ANTIBACTERIAL ACTIVITY OF TRIFLUOPERAZINE; IN VITRO SUSCEPTIBILITY OF MRSA STAPHYLOCOCCUS AUREUS, PSEUDOMONAS AERUGINOSA AND E. COLI, AND IN VIVO EVALUATION AGAINST METHICILLIN RESISTANT STAPHYLOCOCCUS AUREUS IN SURGICAL WOUND INFECTION MODEL

S. Ashok^1*, M. Ejaz¹, A. Manzoor¹, M. F. Qadir^2† and S. Nazir³

¹ Department of Clinical Medicine and Surgery, Faculty of Veterinary Science, University of Agriculture, Faisalabad-38040, Pakistan

² College of Veterinary Medicine, Shanxi Agricultural University, Jinzhong-030801, PR China

³Veterinary Officer Health LS&DD Govt. of Azad Jammu & Kashmir-Pakistan

Corresponding Author’s Email: drsandhyadhamania@gmail.com

ABSTRACT

Management of surgical site infections (SSI) becomes very difficult due to Bacterial resistance. Current study was designed to determine in vitro susceptibility and minimum inhibitory concentration of trifluoperazine against MRSA, Staphylococcus aureus, Pseudomonas aeruginosa and E. coli, and determination of in vivo antibacterial activity of trifluoperazine in induced surgical site infections by MRSA. In vitro antibacterial activity of trifluoperazine was determined by disc diffusion susceptibility testing while determination of MIC by agar dilution technique. In vivo antibacterial activity was observed by microbiological assessment of tissue harvested from the experimentally infected wound site and number of colony forming units per gram (cfu/gm) of tissue. The zones of growth inhibition of trifluoperazine were determined against MRSA, E. coli and Pseudomonas aeruginosa. At a disc potency of 25 µg no zone of inhibition was produced against any isolate. 50 µg produced 13 mm and 16 mm zone of inhibition against MRSA and Pseudomonas aeruginosa respectively. Whereas, No zone against E. coli was observed at this concentration but, 12mm, 15mm and 18mm zones of inhibition were produced by 100 µg, 150 µg, and 200 µg per disc concentration of trifluoperazine respectively. The colony forming units/gram observed in trifluoperazine treated wounds were 2.93±0.02 x 10⁶ while in case of normal saline treated wounds the value was 6.68±0.07 x 10⁶. Results revealed the efficacy of trifluoperazine as a potentially therapeutic agent in the treatment of wound infection beds especially against MRSA.

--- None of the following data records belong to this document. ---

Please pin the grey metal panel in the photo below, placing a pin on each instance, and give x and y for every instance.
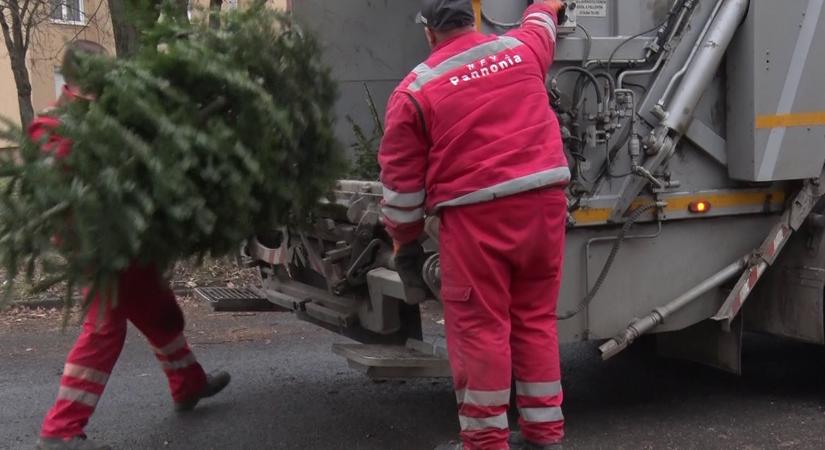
(778, 60)
(650, 273)
(377, 42)
(788, 301)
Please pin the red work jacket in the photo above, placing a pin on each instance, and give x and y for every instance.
(471, 124)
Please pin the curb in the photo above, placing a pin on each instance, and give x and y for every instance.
(48, 303)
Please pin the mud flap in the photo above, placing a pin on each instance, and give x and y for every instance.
(705, 343)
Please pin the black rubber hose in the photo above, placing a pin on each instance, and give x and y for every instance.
(588, 74)
(634, 216)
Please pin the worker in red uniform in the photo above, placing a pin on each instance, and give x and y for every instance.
(144, 298)
(470, 137)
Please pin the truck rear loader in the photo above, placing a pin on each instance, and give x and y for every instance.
(695, 132)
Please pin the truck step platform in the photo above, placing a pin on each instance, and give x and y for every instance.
(393, 361)
(235, 299)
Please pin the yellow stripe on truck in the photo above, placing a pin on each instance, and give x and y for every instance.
(808, 119)
(680, 202)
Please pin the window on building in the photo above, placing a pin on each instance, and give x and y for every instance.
(70, 11)
(59, 81)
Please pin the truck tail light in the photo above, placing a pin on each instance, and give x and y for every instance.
(699, 207)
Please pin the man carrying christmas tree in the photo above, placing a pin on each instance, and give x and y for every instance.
(144, 298)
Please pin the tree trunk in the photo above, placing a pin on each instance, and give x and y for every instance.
(126, 34)
(214, 11)
(23, 84)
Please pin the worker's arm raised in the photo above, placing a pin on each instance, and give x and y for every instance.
(403, 160)
(538, 29)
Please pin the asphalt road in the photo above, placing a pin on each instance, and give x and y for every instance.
(290, 392)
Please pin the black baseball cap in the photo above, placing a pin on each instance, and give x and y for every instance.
(445, 15)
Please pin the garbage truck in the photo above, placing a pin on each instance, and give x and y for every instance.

Keywords: Trifluoperazine, Staphylococcus, Methicillin, Antibacterial, Wound Infection

https://doi.org/10.36899/JAPS.2021.5.0329
Published online January 21, 2021

INTRODUCTION

Surgical site infection (SSIs) can be defined as infections that develop in the operated area and can be categorized as incisional (superficial and deep) or organ/space (Amenu et al., 2011). Establishment of infection at a site is a complex mechanism involving many factors like virulence, coincident remote site infections and operation related risk factors (Olsen et al., 2008; Reichman and Greenberg, 2009). Postoperative surgical site infections are considered major source of illness in surgical patients and can lead to delayed wound healing (Nicholas, 2001). Antimicrobial therapy after appropriate surgical intervention remains the mainstays of treatment for prevention against wound infection and this purpose can be achieved by the use of antibiotic and non-antibiotic antibacterial (Dancer, 2001; Berger, 2002; Rahbar et al., 2010). Efficacy of currently available antibiotics is decreasing because of numbers of resistant strains which because infections are increasing (Nawaz et al., 2009). Resistance has been commonly found in Pseudomonas aeruginosa and Enterobacteriaceae against tetracycline, penicillin, aminoglycosides and cephalosporin. Beta-lactamase resistance has also increased significantly in Haemophilus, Neisseria, Pseudomonas species and Enterobacteriaceae (Neu, 1984; Okonko et al., 2009).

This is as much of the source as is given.